Boner of the Day

Boner of the Day September 5th, 2019

Round One

Boner Candidate #1: SICK AND WRONG….JUST TAKE A PHOTO.

Morticians remove tattooed skin of dead loved ones to preserve as artwork. People remember deceased loved ones in a myriad of different ways, with burial and cremation being two of the most popular methods. But there’s a new, some say skin-crawling way to memorialize those who have passed away: by preserving their tattooed flesh so it can be framed and displayed, according to a report by Nine News Australia. That’s exactly what an Ohio father/son duo of morticians are doing. It’s called “Save My Ink Forever.” The operation is based in Northfield, Ohio outside of Cleveland. The idea developed by morticians Michael Sherwood and his son Kyle formed a few years ago over some drinks with friends.One friend had recently lost his father and told the pair he wanted his father’s tattoo preserved.

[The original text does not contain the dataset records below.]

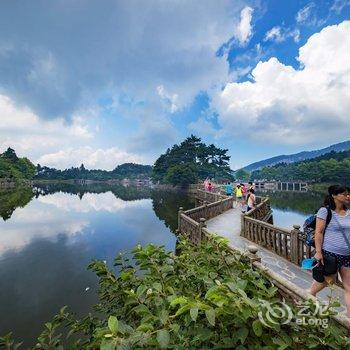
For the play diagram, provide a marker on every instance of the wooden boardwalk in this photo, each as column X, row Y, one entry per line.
column 228, row 225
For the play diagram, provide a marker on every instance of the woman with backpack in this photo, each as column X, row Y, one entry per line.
column 251, row 200
column 332, row 242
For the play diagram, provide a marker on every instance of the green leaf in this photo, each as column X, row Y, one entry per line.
column 164, row 316
column 210, row 314
column 242, row 334
column 157, row 286
column 179, row 300
column 145, row 327
column 107, row 344
column 194, row 313
column 257, row 328
column 141, row 289
column 113, row 324
column 163, row 338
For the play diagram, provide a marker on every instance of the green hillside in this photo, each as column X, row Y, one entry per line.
column 14, row 168
column 329, row 167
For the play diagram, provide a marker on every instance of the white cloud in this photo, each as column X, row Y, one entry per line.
column 92, row 158
column 22, row 129
column 244, row 30
column 304, row 13
column 123, row 47
column 202, row 126
column 294, row 106
column 55, row 142
column 279, row 34
column 170, row 99
column 338, row 5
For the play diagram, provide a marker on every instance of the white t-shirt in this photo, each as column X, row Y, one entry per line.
column 251, row 200
column 333, row 240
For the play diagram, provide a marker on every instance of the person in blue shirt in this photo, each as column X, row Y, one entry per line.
column 229, row 189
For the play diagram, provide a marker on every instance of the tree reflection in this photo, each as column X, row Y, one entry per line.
column 166, row 205
column 13, row 198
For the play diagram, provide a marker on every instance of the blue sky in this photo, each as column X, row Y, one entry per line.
column 102, row 83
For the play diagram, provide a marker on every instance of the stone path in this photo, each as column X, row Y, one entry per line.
column 228, row 225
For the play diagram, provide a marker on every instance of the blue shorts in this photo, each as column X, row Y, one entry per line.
column 341, row 260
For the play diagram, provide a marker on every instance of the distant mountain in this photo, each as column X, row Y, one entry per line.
column 297, row 157
column 15, row 168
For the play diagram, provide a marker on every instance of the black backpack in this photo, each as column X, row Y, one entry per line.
column 310, row 225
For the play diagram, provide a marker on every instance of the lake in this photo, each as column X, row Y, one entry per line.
column 49, row 234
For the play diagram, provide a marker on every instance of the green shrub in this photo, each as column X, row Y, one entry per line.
column 205, row 297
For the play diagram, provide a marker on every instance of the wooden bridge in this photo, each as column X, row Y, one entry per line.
column 280, row 251
column 295, row 186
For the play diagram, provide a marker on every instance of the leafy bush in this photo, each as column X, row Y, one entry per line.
column 203, row 297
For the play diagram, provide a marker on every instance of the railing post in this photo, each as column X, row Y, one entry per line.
column 294, row 244
column 243, row 225
column 202, row 224
column 252, row 249
column 181, row 209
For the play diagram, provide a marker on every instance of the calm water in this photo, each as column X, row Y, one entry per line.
column 49, row 235
column 48, row 238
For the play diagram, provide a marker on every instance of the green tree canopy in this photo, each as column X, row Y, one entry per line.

Kyle Sherwood told Nine News Australia: Being the guys our friends come to with death-related questions, we kind of laughed about it at first.
But their friend was serious, which got the Sherwoods thinking. Kyle continued in his interview with 9News.com.au: With the art in tattoos and how much they mean to people, why not keep them after they die? People put ashes in urns on mantles and visit stones with their loved one’s names on them. Why not keep their tattoos as a memorial? Eventually, the Sherwoods created their “Save My Ink Forever” business which gives people the option to save their loved ones ink as a piece of artwork. It’s not an easy or short process either, taking three to four months, according to Kyle.

Boner Candidate #2: PASTOR’S WIVES WITH PISTOLS A BLAZIN’.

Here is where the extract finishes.